"Agency Must Regain Edge to Explore Celestial Frontier" -Rep. Rohrabacher, Orlando Sentinel

Feb 4, 2013 Issues: Space and Science

NASA's most important mission is exploring the solar system. Near-term human exploration missions are possible, and they should start soon. Yet our current plan seems to be waiting a decade or more developing the perfect launch vehicle while we delay work on a deep-space habitat and lunar lander.

In the 40 years since the last Apollo crew visited the moon, we have developed new technology, and learned how to live and operate in space, but we are no longer willing to take the necessary risks to achieve great accomplishments.

NASA should focus on its core and unique missions by divesting itself of anything that can reasonably be placed in another agency. For example, the Earth science programs, more than 10 percent of NASA's annual budget, can find more appropriate homes elsewhere.

NASA is pursuing nearly a dozen technology "priorities" with only enough funding to support three appropriately. We should prioritize technologies that give us the biggest bang for our buck, including solar-electric propulsion and cryogenic propellant storage and transfer. The systems that follow from these technologies, such as in-space refueling depots, can truly revolutionize how we operate in space, leading to widespread human settlement of the space frontier.

NASA must pursue the difficult endeavor of cutting-edge science, but the agency must properly define its needs. The James Webb Space Telescope provides a clear example — NASA seemed unprepared for its difficulties, and repeatedly surprised that it would take additional time and funding to accomplish the mission.

I have never seen NASA accomplish a large mission on budget and on schedule. NASA should work on these projects, but it needs better cost estimates, and better program management.

NASA should lead an international cooperative effort to protect our people and our assets by clearing away space debris. NASA also needs to assume the critical role of deflecting near-Earth objects, which pose a fundamental threat to life and property on the Earth. This is the only preventable natural disaster, and it is worth the cost to provide an insurance policy against potential planetary destruction.

In keeping with one of the long-standing functions of NASA, the agency should use commercially provided space services and hardware. In other words, NASA should not design and build something, such as crew and cargo transportation to low Earth orbit, if it reasonably believes it can buy it from an American commercial entity.

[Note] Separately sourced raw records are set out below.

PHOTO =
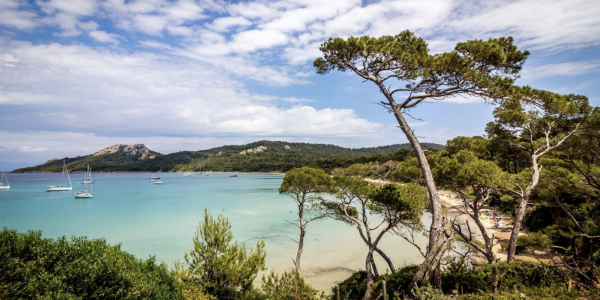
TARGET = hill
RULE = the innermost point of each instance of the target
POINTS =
(262, 156)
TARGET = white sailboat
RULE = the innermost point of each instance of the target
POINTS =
(85, 193)
(4, 181)
(88, 178)
(53, 188)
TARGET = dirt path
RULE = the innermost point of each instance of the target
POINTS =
(455, 207)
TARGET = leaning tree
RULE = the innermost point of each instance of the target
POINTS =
(306, 187)
(536, 122)
(406, 74)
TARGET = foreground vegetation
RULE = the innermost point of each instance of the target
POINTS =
(539, 162)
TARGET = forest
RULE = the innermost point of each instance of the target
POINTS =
(538, 163)
(276, 157)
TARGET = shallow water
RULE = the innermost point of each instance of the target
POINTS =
(150, 219)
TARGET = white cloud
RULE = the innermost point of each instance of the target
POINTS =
(105, 37)
(149, 95)
(226, 23)
(79, 7)
(11, 16)
(560, 69)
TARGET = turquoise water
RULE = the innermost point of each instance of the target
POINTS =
(150, 219)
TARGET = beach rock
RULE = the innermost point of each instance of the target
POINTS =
(137, 149)
(255, 150)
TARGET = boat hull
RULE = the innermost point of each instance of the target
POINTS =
(58, 188)
(83, 194)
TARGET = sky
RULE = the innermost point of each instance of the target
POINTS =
(79, 76)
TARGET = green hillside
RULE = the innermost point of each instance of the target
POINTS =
(271, 157)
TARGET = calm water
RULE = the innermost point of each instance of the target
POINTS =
(149, 219)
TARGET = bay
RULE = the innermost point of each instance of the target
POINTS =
(160, 220)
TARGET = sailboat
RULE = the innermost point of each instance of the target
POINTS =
(52, 188)
(3, 178)
(88, 178)
(85, 193)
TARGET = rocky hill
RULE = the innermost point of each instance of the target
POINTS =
(262, 156)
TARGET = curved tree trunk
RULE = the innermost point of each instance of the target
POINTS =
(368, 295)
(300, 247)
(512, 245)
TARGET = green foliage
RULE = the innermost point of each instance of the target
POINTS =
(397, 284)
(427, 292)
(35, 268)
(306, 186)
(288, 286)
(535, 240)
(400, 202)
(511, 275)
(554, 292)
(217, 264)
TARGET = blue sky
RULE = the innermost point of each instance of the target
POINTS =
(78, 76)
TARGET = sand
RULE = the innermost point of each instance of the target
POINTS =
(455, 209)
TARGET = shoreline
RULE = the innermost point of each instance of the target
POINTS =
(453, 206)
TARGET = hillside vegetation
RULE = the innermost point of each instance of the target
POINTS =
(262, 156)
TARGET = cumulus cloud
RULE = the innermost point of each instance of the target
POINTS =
(131, 92)
(105, 37)
(220, 68)
(560, 69)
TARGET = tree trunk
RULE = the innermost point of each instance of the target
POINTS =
(368, 295)
(436, 205)
(300, 246)
(387, 259)
(512, 245)
(432, 259)
(495, 277)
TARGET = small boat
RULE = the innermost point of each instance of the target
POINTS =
(53, 188)
(4, 181)
(88, 178)
(84, 194)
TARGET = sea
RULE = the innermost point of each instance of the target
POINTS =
(160, 220)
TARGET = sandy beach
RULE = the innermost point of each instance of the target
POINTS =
(455, 209)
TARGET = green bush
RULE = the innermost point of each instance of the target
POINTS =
(35, 268)
(511, 275)
(553, 292)
(218, 265)
(354, 287)
(288, 286)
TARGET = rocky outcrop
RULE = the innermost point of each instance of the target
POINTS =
(137, 149)
(255, 150)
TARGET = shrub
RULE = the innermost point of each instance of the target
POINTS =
(219, 266)
(511, 275)
(354, 287)
(288, 287)
(32, 267)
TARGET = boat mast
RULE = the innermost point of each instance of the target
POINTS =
(67, 171)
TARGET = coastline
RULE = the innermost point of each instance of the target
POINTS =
(453, 206)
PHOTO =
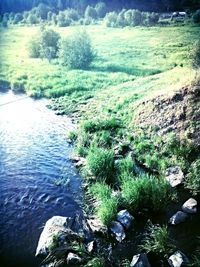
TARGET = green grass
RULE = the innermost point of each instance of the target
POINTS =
(158, 241)
(145, 192)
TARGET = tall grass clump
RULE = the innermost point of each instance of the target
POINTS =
(100, 163)
(145, 192)
(107, 205)
(193, 178)
(76, 51)
(158, 241)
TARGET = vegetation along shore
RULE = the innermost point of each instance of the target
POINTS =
(129, 78)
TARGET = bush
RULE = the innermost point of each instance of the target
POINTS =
(49, 44)
(101, 9)
(90, 12)
(158, 241)
(145, 192)
(111, 19)
(193, 178)
(63, 20)
(195, 56)
(101, 164)
(34, 47)
(196, 16)
(76, 51)
(17, 18)
(32, 19)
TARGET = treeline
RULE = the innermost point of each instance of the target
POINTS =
(144, 5)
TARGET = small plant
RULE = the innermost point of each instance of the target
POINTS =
(145, 192)
(76, 51)
(193, 178)
(158, 241)
(101, 164)
(195, 56)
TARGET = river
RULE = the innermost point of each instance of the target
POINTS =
(34, 154)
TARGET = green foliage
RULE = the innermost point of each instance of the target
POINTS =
(111, 19)
(96, 262)
(101, 164)
(34, 47)
(196, 16)
(158, 241)
(76, 51)
(193, 178)
(17, 18)
(44, 44)
(90, 12)
(101, 9)
(195, 56)
(98, 124)
(145, 192)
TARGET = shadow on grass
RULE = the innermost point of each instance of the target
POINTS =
(131, 71)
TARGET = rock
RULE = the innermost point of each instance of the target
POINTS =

Unfortunately, NASA is pursuing NASA-built cryogenic technology, instead of leveraging the expertise and capabilities at Boeing, Lockheed Martin, Ball Aerospace, and other well-respected aerospace companies that are well positioned and have great expertise on this technology.

When President Kennedy announced the moon mission, the entire program was based upon technologies that did not yet exist. Now NASA is incapable and unwilling to include technologies that have not yet been proved in space. NASA has lost its edge.

We will never re-create Apollo, the product of many complex variables, but the truth is we don't really want to re-create Apollo. This time we want to colonize the solar system, building settlements on the moon, in deep space, and on Mars.

We can create this future if we understand what the data tell us, and have the courage to act on them. Unfortunately, fundamental misunderstandings of our capabilities, as well as the usual political and parochial interests, have gotten in the way.

In 1893 Frederick Jackson Turner announced that the Western frontier, which defined the American experience and character, had been closed. In the 1960s, through the moon program, America rediscovered the power of the frontier, but only for a decade. Do we have the courage to find it once more?

U.S. Rep. Dana Rohrabacher, R-Calif., is the vice chairman of the House Committee on Science, Space and Technology.